Since 2013, REMONDIS has been using a patented process, which it developed itself, to produce phosphoric acid from the ash generated by sewage sludge incineration plants – a cost-effective system which is able to be run on an industrial scale. In 2016, the process won the GreenTec Award, Europe’s most prestigious sustainability prize.
One of the guests of honour was Michael Thews (SPD), member of the German parliament and vice chairman of the Committee for the Environment, Nature Conservation and Nuclear Safety. During his short speech on “The modern circular economy and resource conservation – using sewage sludge recycling as an example”, he praised this new technology, emphasising how it will become increasingly important to recover raw materials in the future. Johannes Remmel, former minister of the environment of the state of North Rhine-Westphalia (NRW) and a member of the NRW parliament, was impressed by REMONDIS’ plans: “I can only welcome this pilot project. We need more like it.”
WFA Elverlingsen, a joint subsidiary of the Ruhrverband and Mark-E, recycles up to 180,000 tonnes of dried sewage sludge every year. The leftover sewage sludge ash can be used as a valuable raw material for the TetraPhos® process – with the phosphorus content being recovered to produce phosphoric acid (brand name: RePacid®). “By recovering phosphorus, we are actively helping to conserve natural resources and reduce the impact humans have on the environment. Phosphorus is a vital raw material and supplies are becoming increasingly scarce,” explained Ralf Czarnecki, managing director of REMONDIS Aqua Stoffstrom. Almost 100% of all phosphate used in Germany has to be imported from abroad. This status quo, however, must have changed by 2029 at the latest. The German government has stipulated that large sewage treatment plants must recover the phosphorus from their sewage sludge ash from this date onwards. REMONDIS has, therefore, taken a big step forward with its facility in Elverlingsen and is acting as a role model for many large German cities.

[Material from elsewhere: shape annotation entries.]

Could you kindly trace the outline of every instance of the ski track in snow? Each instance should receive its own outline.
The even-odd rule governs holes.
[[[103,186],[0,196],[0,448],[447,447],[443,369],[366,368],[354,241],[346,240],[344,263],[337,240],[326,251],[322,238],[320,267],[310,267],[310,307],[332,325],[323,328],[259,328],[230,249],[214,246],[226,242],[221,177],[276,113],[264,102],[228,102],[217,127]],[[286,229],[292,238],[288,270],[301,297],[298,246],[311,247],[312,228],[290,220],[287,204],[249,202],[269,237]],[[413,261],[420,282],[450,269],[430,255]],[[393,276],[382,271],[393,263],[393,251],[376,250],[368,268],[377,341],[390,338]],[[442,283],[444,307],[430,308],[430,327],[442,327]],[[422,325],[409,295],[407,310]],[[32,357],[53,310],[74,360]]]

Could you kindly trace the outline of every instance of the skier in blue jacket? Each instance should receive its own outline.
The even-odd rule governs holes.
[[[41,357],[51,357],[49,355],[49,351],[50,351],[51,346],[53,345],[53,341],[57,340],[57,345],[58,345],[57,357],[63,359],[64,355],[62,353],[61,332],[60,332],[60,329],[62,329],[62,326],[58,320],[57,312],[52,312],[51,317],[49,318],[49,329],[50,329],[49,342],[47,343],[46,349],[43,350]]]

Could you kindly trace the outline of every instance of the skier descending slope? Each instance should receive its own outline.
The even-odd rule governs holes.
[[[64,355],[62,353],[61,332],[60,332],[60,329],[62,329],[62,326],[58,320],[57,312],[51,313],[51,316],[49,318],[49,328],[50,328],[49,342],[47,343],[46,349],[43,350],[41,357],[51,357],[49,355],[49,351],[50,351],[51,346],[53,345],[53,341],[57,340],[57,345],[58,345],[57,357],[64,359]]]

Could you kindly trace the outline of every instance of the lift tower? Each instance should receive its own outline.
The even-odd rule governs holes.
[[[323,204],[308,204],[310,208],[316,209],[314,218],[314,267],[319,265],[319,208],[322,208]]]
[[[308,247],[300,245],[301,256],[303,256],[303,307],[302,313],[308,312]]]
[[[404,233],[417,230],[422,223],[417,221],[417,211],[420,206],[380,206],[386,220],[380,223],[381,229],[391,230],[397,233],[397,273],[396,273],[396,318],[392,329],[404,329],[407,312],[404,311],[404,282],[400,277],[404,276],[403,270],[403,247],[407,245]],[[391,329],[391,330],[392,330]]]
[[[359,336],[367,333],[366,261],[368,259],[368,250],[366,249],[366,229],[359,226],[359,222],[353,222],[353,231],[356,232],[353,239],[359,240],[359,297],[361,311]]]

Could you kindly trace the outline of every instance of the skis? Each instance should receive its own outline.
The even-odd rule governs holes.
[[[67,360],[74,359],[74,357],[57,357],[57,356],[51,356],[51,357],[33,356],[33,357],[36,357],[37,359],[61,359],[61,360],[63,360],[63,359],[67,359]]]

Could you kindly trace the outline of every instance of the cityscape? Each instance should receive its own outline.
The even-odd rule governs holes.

(from left to right) Michael Thews, German MP, Ralf Czarnecki, REMONDIS Aqua, Katrin Brenner, REMONDIS Aqua, and Johannes Remmel, a member of the NRW Parliament, during the opening ceremony
Europe’s first industrial-scale phosphorus recovery facility (located on the grounds of the sewage treatment plant in Hamburg) is due to be commissioned in 2020 and will be run as a public private partnership between HAMBURG WASSER (60%) and REMONDIS (40%). It is being supported by the Federal Ministry for the Environment, Nature Conservation and Nuclear Safety (BMU) as well as by the BMU’s Environmental Innovation Programme.